Balanced-ternary substrate simulator (F0–F11) that runs Llama 3.2 1B faster than llama.cpp Q8_0 and reproduces BitNet b1.58 2B-4T bit-exact at 1.58 bits/weight on consumer GPUs. The substrate simulator is the research vehicle; the CUDA port is an iteration aid for the matmul fabric.

TL;DR results (two engineering claims, defendable end-to-end)

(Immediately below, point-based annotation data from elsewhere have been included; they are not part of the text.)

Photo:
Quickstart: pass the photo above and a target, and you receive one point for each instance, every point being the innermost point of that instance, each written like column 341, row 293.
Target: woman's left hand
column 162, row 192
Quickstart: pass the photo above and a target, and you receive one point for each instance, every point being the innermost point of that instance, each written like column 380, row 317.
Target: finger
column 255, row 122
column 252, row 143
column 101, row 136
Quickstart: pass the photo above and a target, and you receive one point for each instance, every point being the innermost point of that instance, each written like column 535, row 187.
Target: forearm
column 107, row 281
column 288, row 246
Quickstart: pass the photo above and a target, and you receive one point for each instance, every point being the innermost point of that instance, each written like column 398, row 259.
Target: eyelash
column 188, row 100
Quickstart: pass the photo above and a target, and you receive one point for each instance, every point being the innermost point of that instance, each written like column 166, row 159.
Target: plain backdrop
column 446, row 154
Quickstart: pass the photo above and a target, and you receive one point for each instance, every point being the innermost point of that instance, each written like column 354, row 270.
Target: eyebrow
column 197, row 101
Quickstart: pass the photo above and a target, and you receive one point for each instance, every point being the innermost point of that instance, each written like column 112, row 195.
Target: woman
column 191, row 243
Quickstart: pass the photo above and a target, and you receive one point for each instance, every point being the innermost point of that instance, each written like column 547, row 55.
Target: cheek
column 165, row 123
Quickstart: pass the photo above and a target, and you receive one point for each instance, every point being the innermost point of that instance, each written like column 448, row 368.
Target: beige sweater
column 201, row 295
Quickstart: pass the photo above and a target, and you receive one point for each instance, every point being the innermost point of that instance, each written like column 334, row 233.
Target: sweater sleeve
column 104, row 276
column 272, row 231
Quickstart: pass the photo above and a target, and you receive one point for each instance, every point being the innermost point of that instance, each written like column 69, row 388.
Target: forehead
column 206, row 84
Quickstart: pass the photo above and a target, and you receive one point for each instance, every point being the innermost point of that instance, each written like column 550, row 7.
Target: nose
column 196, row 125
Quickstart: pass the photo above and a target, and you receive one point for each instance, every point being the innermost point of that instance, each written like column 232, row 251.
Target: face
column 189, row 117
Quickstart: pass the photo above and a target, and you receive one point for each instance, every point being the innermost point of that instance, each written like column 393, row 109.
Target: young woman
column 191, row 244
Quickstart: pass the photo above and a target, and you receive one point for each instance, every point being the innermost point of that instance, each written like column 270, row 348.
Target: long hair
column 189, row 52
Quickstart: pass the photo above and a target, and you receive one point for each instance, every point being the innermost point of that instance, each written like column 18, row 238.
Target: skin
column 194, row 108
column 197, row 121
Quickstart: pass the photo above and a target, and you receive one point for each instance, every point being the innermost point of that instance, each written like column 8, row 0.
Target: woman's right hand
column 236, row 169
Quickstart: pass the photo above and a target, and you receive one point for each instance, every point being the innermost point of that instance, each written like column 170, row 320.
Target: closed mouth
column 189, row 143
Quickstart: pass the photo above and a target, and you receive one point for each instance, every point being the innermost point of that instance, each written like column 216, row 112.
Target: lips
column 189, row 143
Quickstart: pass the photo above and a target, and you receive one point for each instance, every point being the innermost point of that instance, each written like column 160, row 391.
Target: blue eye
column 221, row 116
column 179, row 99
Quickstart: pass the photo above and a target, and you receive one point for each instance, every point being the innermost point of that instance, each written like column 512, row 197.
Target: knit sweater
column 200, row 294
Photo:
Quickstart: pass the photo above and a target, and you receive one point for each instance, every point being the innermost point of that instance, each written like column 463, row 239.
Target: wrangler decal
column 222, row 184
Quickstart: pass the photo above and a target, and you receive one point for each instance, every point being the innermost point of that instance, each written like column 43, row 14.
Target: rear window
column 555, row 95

  • Llama 3.2 1B end-to-end: 425 t/s on RTX 3090, 1.08× faster than llama.cpp Q8_0 (395 t/s reference). 28.9× over the v1 baseline.
  • BitNet b1.58 2B-4T end-to-end: 214 t/s, 8/8 BOS-greedy tokens bit-exact against the microsoft/BitNet llama-cli reference.
  • Kernel correctness validated three-way for Llama 1B: scalar NumPy reference vs CUDA forward 16/16 bit-exact; fp32 weights (no ternarization) vs Q8_0 golden 7/8; ternarized vs Q8_0 golden 0/16 (confirms H1: post-training ternarization breaks non-QAT models).
  • Op-count parity holds: 1.002× lane-MACs vs analytical fp16 baseline (measured by the CPU simulator on Llama 1B).
  • Memory: 1.58 bits/weight (8× compression vs fp16, 5× vs Q8_0).

Underlying CUDA matmul-fabric measurement (with honest attribution)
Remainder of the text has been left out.